We reviewed Tiffany and Co. (TIF) back in December, writing, "Aggressive traders could buy TIF at current levels and add on strength above $99 looking for a rally to the $110-$115 area. Risk a close below $91 for now."
Traders acting on that analysis should be sitting pretty with sizable gains now. Heck, now you can even afford to shop in the flagship store in New York City. Let's check the charts and little blue boxes again this morning.
(For more on Tiffany and what the company is doing right, see Jim Cramer's Dick's Sporting Goods Has the Winning Game Plan for Retailers.)
In the updated daily bar chart of TIF, below, we can see the steady uptrend from last June into this May. Prices exploded on the upside earlier this month with a big gap and very impressive volume. Prices are so far above the rising 50-day and 200-day moving averages they are nearly meaningless.

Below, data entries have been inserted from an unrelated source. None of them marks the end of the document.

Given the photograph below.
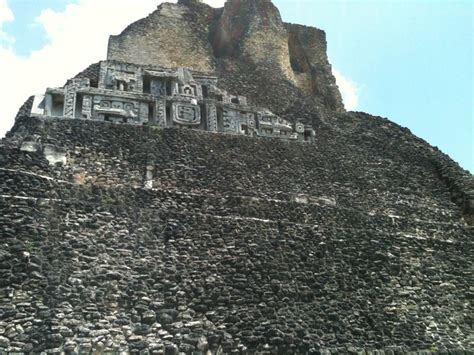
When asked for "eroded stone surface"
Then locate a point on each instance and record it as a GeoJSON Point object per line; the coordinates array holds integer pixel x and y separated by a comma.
{"type": "Point", "coordinates": [146, 239]}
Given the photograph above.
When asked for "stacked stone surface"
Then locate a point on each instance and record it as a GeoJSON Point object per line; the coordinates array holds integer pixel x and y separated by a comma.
{"type": "Point", "coordinates": [144, 239]}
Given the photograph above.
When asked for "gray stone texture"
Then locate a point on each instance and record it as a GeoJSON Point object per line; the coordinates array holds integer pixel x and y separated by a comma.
{"type": "Point", "coordinates": [196, 36]}
{"type": "Point", "coordinates": [143, 239]}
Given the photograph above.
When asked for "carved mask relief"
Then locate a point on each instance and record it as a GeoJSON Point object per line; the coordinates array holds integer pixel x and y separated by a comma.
{"type": "Point", "coordinates": [186, 114]}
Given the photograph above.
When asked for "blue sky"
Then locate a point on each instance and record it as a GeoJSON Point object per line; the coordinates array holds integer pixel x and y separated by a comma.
{"type": "Point", "coordinates": [410, 61]}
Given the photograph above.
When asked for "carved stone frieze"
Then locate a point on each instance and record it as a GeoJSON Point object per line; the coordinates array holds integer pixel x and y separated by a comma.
{"type": "Point", "coordinates": [186, 114]}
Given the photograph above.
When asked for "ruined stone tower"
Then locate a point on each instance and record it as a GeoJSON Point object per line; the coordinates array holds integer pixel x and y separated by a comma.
{"type": "Point", "coordinates": [202, 190]}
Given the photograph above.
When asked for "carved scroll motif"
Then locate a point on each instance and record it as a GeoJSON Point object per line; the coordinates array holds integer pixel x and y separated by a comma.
{"type": "Point", "coordinates": [87, 106]}
{"type": "Point", "coordinates": [229, 122]}
{"type": "Point", "coordinates": [70, 96]}
{"type": "Point", "coordinates": [158, 88]}
{"type": "Point", "coordinates": [186, 114]}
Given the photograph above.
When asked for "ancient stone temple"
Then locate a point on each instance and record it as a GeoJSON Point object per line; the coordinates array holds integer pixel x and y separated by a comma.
{"type": "Point", "coordinates": [141, 213]}
{"type": "Point", "coordinates": [128, 93]}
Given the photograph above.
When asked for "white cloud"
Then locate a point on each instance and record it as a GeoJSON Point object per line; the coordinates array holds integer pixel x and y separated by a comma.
{"type": "Point", "coordinates": [349, 91]}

The daily On-Balance-Volume (OBV) line has a positive slope from September and a faster pace on the upside from early April where buyers became even more aggressive. The Moving Average Convergence Divergence (MACD) oscillator is very bullish.

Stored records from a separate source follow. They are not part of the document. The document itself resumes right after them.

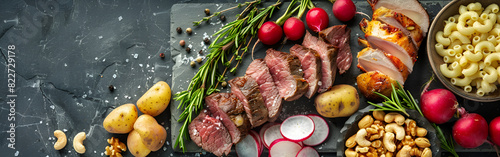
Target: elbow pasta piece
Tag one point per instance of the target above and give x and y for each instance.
(473, 57)
(441, 39)
(470, 70)
(455, 70)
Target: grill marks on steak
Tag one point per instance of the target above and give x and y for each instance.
(209, 133)
(247, 91)
(311, 66)
(231, 113)
(328, 54)
(259, 71)
(340, 36)
(286, 73)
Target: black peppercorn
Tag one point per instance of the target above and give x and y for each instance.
(179, 30)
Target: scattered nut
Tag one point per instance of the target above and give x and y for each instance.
(207, 11)
(78, 142)
(116, 147)
(182, 43)
(61, 140)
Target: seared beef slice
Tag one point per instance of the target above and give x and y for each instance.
(259, 71)
(209, 133)
(230, 111)
(286, 73)
(311, 66)
(247, 91)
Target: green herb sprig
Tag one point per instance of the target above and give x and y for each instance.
(401, 100)
(229, 40)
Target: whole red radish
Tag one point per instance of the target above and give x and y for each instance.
(470, 131)
(495, 131)
(344, 10)
(438, 105)
(317, 19)
(270, 33)
(294, 28)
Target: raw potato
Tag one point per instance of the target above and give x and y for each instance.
(340, 101)
(135, 145)
(153, 134)
(155, 100)
(121, 120)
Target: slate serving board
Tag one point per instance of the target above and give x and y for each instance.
(182, 15)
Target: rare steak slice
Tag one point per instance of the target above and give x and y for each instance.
(228, 109)
(339, 36)
(259, 71)
(286, 73)
(247, 91)
(209, 133)
(311, 66)
(328, 55)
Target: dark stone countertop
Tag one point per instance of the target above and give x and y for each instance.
(67, 54)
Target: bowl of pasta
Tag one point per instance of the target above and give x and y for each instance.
(463, 46)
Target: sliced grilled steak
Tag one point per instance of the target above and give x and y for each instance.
(328, 54)
(311, 66)
(259, 71)
(286, 73)
(209, 133)
(340, 36)
(231, 113)
(247, 91)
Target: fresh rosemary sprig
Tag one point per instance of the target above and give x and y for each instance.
(205, 81)
(401, 99)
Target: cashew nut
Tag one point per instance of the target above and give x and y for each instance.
(351, 141)
(365, 122)
(388, 141)
(426, 153)
(421, 132)
(78, 142)
(61, 140)
(379, 115)
(422, 142)
(404, 152)
(351, 153)
(394, 117)
(360, 138)
(397, 129)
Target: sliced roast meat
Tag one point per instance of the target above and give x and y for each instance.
(328, 54)
(370, 59)
(401, 21)
(311, 66)
(286, 73)
(231, 113)
(209, 133)
(340, 36)
(247, 91)
(390, 39)
(411, 8)
(259, 71)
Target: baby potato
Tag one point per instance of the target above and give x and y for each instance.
(153, 134)
(155, 100)
(135, 145)
(340, 101)
(121, 120)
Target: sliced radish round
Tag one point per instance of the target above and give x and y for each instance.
(259, 140)
(272, 133)
(308, 152)
(297, 128)
(248, 147)
(321, 131)
(284, 148)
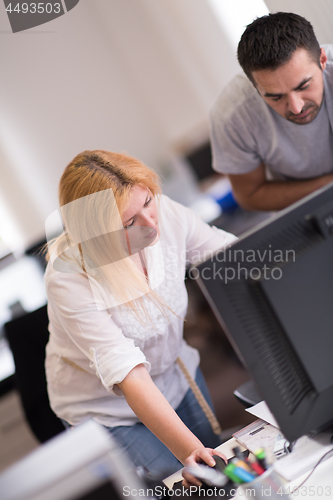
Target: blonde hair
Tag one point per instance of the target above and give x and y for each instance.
(100, 182)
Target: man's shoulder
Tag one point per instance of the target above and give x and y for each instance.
(237, 99)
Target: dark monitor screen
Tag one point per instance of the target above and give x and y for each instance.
(273, 293)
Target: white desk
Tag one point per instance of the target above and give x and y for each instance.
(318, 487)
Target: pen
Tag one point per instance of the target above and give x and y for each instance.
(261, 457)
(242, 464)
(243, 474)
(257, 468)
(229, 471)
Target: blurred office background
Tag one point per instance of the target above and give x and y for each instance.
(135, 76)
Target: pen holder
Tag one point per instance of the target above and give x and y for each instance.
(268, 486)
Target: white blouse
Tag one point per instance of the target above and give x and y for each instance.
(92, 348)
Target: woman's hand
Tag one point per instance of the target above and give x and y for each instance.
(199, 456)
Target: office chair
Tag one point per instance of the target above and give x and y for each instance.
(27, 336)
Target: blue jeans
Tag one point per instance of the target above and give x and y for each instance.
(145, 449)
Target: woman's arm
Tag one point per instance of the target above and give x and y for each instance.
(154, 411)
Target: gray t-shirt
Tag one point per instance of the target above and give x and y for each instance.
(245, 132)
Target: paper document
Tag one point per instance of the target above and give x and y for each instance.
(307, 451)
(262, 411)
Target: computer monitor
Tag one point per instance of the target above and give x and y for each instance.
(272, 292)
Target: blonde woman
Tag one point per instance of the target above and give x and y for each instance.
(116, 305)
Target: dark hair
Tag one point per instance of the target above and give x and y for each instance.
(270, 41)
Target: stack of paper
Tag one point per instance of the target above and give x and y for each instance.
(306, 453)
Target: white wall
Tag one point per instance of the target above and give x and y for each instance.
(122, 75)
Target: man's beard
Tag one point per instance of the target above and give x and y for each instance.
(308, 118)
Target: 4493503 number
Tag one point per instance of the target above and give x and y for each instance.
(34, 8)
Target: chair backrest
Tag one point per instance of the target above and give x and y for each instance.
(27, 336)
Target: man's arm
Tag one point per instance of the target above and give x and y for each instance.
(253, 192)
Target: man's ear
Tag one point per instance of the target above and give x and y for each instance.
(323, 58)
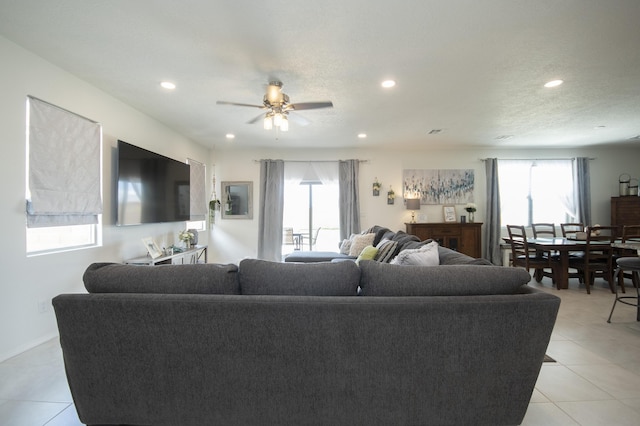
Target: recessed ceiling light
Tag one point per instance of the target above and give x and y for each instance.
(553, 83)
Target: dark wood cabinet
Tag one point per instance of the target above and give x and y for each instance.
(463, 237)
(625, 211)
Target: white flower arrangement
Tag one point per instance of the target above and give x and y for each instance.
(186, 236)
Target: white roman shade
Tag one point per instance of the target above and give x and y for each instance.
(64, 167)
(197, 190)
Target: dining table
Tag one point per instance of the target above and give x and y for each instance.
(563, 246)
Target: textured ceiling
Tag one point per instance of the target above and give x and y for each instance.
(474, 69)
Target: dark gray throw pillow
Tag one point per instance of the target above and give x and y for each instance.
(200, 278)
(298, 279)
(383, 279)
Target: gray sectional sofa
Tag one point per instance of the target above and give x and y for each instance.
(266, 343)
(403, 241)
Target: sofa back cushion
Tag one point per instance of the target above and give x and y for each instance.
(202, 278)
(383, 279)
(298, 279)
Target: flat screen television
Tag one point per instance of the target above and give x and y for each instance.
(152, 188)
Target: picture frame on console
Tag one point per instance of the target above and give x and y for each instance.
(152, 248)
(449, 213)
(237, 201)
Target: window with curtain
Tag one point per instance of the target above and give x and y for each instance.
(64, 179)
(311, 196)
(533, 191)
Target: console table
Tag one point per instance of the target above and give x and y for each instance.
(463, 237)
(192, 255)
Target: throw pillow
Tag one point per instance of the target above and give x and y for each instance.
(386, 250)
(383, 279)
(426, 255)
(359, 242)
(345, 246)
(262, 277)
(367, 253)
(199, 278)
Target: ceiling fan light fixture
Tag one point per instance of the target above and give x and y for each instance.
(268, 123)
(277, 119)
(553, 83)
(284, 125)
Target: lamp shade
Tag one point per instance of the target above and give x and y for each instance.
(413, 203)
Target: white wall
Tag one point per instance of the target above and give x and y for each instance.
(233, 240)
(27, 281)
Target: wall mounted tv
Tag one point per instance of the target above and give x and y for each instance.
(152, 188)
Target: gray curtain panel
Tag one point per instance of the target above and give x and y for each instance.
(271, 210)
(349, 198)
(582, 182)
(197, 193)
(492, 240)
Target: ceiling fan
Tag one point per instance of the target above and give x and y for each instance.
(277, 106)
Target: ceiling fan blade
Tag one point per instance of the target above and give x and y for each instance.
(299, 120)
(239, 104)
(311, 105)
(256, 119)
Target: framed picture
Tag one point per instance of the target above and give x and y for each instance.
(449, 213)
(152, 247)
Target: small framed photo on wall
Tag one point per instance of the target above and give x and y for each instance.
(449, 213)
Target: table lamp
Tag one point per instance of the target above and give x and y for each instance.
(413, 204)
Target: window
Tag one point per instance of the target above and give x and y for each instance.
(64, 179)
(533, 191)
(311, 206)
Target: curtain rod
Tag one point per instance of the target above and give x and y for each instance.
(314, 161)
(534, 159)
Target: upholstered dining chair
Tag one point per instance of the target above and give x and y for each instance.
(545, 230)
(630, 233)
(571, 228)
(631, 265)
(598, 256)
(523, 256)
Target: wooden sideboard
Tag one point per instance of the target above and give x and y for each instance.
(463, 237)
(625, 211)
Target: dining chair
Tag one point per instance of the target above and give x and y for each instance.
(523, 256)
(545, 230)
(598, 256)
(571, 228)
(630, 233)
(631, 265)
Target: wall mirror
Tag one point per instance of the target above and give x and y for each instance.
(237, 200)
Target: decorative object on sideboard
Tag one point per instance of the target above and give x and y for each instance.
(187, 237)
(376, 187)
(152, 247)
(449, 213)
(413, 204)
(633, 187)
(623, 184)
(471, 209)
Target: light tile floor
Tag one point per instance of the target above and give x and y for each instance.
(595, 381)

In the weekly bar chart of TIF, below, we went back five years instead of our normal three years to show how important the move above $110 was. Prices are above the rising 40-week moving average line.

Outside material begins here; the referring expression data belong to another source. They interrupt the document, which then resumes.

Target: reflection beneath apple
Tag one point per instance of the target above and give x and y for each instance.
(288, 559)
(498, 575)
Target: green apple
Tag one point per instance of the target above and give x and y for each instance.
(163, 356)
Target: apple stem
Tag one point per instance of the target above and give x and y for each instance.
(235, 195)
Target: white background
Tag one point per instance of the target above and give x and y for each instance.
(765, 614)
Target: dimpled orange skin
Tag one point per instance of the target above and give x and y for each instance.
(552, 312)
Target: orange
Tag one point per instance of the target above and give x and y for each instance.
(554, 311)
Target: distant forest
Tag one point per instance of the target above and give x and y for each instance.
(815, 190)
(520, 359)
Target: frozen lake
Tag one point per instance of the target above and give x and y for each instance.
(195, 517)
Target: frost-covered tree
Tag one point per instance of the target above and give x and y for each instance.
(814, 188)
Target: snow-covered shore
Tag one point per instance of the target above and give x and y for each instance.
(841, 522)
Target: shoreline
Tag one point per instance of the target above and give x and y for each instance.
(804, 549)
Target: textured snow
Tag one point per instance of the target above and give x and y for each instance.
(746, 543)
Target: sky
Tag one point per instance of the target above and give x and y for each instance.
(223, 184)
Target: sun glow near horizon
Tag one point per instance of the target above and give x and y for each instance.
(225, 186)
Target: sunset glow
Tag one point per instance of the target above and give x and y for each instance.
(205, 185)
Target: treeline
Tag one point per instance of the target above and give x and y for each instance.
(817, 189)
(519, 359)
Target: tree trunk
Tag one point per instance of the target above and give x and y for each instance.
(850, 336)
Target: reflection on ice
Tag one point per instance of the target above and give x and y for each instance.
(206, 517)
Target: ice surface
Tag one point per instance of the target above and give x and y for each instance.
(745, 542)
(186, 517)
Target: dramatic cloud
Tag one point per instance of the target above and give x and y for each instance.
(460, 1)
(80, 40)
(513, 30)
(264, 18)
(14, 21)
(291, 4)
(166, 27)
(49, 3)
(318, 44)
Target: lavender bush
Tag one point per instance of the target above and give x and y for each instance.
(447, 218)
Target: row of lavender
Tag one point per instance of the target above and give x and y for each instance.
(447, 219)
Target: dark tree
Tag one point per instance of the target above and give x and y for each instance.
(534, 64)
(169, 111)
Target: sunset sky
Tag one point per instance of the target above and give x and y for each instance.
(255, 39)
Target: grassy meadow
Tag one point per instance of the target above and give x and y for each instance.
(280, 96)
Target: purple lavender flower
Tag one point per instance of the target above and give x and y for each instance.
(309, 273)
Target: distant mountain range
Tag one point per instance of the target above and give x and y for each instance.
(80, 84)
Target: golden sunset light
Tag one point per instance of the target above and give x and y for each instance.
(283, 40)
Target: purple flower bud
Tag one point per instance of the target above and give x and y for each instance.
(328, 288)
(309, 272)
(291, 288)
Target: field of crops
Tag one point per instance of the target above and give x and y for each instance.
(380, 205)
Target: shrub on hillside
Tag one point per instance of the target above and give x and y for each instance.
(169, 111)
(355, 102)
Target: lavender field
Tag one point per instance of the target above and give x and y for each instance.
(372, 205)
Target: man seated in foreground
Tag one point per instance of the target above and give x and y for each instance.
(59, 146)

The weekly OBV line shows movement up and down with prices and a move up to new highs would be welcomed. The weekly MACD oscillator has been bullish since late 2016.
In this Point and Figure chart of TIF, below, we can see a long-term bullish price target of $210. A period of sideways consolidation is in order, in my opinion.
Bottom line: All the charts and indicators on TIF point to still higher prices in the months ahead. In the short run some sideways price movement would be expected and welcomed. Continue to hold longs risking to $115 now.